Die Welt'den Cumhurbaşkanı Erdoğan’a 'Deniz Yücel' mektubu: Bu cezanın anlamını biliyorsunuz
Alman Die Welt gazetesi, tutuklu bulunan muhabirleri Deniz Yücel’in serbest bırakılması için Cumhurbaşkanı Erdoğan’a açık mektup yazdı.
Genel Yayın Yönetmeni Ulf Poschardt tarafından kaleme alınan
mektupta, şu andaki ilişkinin iki ülkeyi birleştiren durumu
yansıtmadığına vurgu yapılarak, bunu düzeltebilecek kişinin
Cumhurbaşkanı Erdoğan olduğu belirtildi.
"Şu andaki ilişki, ülkelerimizi birleştiren durumu yansıtmıyor.
Bunu siz değiştirebilirsiniz. Herkesten önce siz. Deniz Yücel’in
serbest bırakılması bir sinyal olabilir. 1999 senesi mart ayında
politik karşıtlarınız sizi orada görmek istedikleri için hapse
girmiştiniz.
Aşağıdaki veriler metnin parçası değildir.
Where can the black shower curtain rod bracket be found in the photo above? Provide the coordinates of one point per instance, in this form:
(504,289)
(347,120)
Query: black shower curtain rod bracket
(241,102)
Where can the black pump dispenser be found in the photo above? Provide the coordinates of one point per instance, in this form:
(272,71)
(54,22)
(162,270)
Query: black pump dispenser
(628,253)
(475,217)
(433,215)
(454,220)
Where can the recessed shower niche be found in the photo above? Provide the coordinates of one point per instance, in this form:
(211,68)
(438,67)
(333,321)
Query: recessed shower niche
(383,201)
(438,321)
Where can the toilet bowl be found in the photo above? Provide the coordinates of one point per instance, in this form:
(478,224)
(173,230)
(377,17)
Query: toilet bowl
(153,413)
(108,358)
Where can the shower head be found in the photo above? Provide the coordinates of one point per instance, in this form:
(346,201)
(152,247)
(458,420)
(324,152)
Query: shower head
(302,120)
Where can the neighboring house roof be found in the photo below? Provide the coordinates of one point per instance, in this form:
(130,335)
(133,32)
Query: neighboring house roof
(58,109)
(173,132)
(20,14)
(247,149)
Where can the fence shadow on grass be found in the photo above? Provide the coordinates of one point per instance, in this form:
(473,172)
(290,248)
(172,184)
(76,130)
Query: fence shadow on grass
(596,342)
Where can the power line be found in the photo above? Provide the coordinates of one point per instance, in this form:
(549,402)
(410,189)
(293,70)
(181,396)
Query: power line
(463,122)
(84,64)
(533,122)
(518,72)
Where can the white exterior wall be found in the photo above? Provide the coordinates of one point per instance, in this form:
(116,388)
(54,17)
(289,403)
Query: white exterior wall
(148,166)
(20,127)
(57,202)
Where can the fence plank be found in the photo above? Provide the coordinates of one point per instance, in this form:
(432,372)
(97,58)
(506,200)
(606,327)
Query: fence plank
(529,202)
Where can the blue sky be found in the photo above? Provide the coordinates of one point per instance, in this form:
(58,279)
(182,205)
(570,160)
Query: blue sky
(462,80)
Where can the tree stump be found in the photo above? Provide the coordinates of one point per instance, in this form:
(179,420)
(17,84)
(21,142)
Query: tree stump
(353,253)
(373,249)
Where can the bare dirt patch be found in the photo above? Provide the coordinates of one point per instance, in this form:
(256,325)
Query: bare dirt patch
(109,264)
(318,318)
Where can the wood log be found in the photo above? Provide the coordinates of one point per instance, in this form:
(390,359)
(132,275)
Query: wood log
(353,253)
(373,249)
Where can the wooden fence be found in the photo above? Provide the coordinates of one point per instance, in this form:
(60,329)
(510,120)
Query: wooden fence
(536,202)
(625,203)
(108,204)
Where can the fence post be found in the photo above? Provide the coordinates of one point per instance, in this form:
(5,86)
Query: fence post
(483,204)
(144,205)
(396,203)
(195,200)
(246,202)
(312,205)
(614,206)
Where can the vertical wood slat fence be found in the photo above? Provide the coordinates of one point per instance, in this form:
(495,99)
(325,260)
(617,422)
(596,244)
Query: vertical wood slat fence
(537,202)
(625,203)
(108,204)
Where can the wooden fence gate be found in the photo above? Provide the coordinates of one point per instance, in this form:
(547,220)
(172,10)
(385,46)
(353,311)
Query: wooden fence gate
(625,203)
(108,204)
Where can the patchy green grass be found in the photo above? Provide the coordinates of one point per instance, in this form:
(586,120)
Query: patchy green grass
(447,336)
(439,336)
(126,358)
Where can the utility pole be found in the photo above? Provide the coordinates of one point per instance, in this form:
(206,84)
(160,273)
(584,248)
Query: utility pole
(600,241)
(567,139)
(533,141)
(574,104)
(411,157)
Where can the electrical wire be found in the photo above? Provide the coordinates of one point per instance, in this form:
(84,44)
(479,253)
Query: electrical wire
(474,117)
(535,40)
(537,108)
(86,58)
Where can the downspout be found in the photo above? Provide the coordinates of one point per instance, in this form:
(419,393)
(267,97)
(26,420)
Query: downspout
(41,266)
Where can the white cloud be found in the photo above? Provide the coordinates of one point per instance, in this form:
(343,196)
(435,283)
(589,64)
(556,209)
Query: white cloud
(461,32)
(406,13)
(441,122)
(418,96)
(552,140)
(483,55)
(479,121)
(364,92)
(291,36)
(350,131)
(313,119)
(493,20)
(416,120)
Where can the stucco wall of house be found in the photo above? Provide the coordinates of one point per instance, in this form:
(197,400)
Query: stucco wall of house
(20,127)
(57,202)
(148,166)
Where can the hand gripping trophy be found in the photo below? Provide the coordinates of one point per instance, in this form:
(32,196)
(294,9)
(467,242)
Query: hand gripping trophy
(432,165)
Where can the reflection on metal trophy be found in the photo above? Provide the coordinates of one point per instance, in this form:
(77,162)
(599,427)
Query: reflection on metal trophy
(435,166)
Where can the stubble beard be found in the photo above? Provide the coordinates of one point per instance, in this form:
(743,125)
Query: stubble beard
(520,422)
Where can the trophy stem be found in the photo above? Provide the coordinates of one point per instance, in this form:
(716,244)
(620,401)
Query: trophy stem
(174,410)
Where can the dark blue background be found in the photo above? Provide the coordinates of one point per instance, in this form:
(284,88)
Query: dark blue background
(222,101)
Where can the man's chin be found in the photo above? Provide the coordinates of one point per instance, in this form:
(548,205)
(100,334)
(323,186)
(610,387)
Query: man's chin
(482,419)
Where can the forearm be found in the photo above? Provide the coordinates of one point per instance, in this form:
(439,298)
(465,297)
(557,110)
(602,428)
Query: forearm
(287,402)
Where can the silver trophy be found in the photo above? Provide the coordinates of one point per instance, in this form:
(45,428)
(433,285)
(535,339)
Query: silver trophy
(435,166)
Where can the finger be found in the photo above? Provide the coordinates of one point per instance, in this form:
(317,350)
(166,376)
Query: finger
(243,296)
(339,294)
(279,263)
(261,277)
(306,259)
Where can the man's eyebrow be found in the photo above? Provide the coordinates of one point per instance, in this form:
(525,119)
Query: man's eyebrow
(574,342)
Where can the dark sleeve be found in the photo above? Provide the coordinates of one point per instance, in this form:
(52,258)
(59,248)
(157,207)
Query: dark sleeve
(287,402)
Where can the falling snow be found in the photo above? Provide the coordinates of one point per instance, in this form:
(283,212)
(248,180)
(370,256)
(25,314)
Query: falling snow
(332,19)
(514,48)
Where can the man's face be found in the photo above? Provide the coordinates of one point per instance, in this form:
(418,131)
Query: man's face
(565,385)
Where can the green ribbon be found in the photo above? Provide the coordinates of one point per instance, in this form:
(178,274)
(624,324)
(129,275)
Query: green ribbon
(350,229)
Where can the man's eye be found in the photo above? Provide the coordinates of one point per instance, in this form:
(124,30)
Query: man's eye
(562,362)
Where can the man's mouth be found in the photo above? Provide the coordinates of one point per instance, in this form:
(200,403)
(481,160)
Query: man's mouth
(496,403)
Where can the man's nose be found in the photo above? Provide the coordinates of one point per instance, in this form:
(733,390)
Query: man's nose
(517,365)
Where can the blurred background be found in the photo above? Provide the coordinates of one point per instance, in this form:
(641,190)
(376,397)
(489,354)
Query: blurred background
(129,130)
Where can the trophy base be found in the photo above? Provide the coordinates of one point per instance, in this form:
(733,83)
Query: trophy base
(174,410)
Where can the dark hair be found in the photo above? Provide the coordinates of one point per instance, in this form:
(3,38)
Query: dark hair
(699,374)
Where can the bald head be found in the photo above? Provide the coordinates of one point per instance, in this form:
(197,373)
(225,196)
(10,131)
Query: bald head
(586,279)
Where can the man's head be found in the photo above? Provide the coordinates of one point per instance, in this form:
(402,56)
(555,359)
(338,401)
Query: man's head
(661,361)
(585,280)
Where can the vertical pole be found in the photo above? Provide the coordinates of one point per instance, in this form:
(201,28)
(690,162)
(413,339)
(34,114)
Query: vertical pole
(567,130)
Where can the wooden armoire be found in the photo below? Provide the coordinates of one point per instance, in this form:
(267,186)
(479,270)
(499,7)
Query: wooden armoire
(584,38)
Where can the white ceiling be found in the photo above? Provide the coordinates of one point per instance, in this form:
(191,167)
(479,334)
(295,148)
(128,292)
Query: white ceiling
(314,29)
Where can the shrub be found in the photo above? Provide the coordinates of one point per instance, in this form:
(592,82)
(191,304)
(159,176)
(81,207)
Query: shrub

Böylesi bir cezanın ne anlama geldiğini biliyorsunuz"
denilerek ifade özgürlüğü vurgusu yapıldı.
Mektupta ayrıca Kur’an’a da atıfta bulunularak, "İnsanlar ile
ilgili bir yargıda bulunacaksanız eğer, adil karar veriniz "
ifadelerine yer verildi ve Deniz Yücel’in serbest bırakılması
istendi.
TÜRKÇE OLARAK YAYINLANDI
Die Welt gazetesinin internet sitesinde hem Almanca, hem de Türkçe
olarak yayınlanan mektubun Türkçe tam metni şu şekilde:
"Sayın Cumhurbaşkanı,
bu yolla size başvurduğum için lütfen hoş karşılayın beni. Size
ulaşmak benim için çok önemli. Adım Ulf Poschardt. „Welt"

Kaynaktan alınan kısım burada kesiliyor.